Aug. 7th, 2016 08:21 pm
stoutfellow: Joker (Joker)
In the section of Lyell that I'm currently reading, he goes into much detail concerning the effects of volcanic eruptions, starting with Vesuvius and Etna, proceeding to Iceland and Chile, and ending with the great Tambora eruption in 1815. (He's restricted, somewhat, by the need to have details recorded by observers of a scientific bent.) He does not, however, mention the meteorological consequences of that last - the legendary Year Without a Summer, when harvests all across the Northern Hemisphere failed because of the reduction in sunlight induced by the debris of the eruption. I can see two possible explanations.

1) He wasn't interested in the meteorology; his concern was establishing that known geological phenomena, given enough time, could account for all the changes in the geological record, without recourse to global catastrophes.

2) He didn't make the connection between the two. After all, it's not obvious that a volcanic eruption in the East Indies could cause crop failures in Europe.

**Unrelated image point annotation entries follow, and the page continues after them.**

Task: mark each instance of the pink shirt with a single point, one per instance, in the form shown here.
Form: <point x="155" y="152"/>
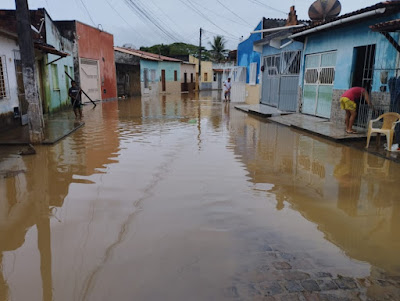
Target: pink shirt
<point x="354" y="94"/>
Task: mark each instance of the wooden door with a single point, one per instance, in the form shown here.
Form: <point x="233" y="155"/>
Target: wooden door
<point x="163" y="80"/>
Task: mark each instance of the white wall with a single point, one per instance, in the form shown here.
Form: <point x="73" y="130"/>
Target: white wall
<point x="6" y="51"/>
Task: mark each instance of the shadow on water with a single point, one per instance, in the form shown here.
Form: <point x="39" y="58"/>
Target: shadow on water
<point x="187" y="191"/>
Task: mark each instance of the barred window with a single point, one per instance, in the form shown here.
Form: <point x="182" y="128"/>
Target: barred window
<point x="253" y="74"/>
<point x="3" y="78"/>
<point x="54" y="75"/>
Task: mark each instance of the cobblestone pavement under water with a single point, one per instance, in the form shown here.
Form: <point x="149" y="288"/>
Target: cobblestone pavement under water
<point x="180" y="199"/>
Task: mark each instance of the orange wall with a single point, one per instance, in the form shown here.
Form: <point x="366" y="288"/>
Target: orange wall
<point x="99" y="45"/>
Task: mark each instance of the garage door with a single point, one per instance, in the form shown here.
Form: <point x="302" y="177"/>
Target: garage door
<point x="90" y="79"/>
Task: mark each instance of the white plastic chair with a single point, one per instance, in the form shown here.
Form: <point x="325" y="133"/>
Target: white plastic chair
<point x="390" y="120"/>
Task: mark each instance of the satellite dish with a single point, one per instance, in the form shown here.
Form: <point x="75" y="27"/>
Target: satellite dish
<point x="323" y="10"/>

The question that occurs to me, then, is this: when did someone make the connection? I have a vague memory that modern meteorology, with its fronts and jet streams and whatnot, didn't arise until the early twentieth century, but would that knowledge have been necessary? (There was a book I read forty-some years ago, a treasury of snippets of scientific history; it included some stuff about the life of Louis Agassiz, about the emergence of the Paricutin volcano, and, if I remember correctly, about the introduction of the idea of fronts. I don't remember the title or the editor; the book vanished from my hands long ago. I wish I still had it, for nostalgia's sake if no other.)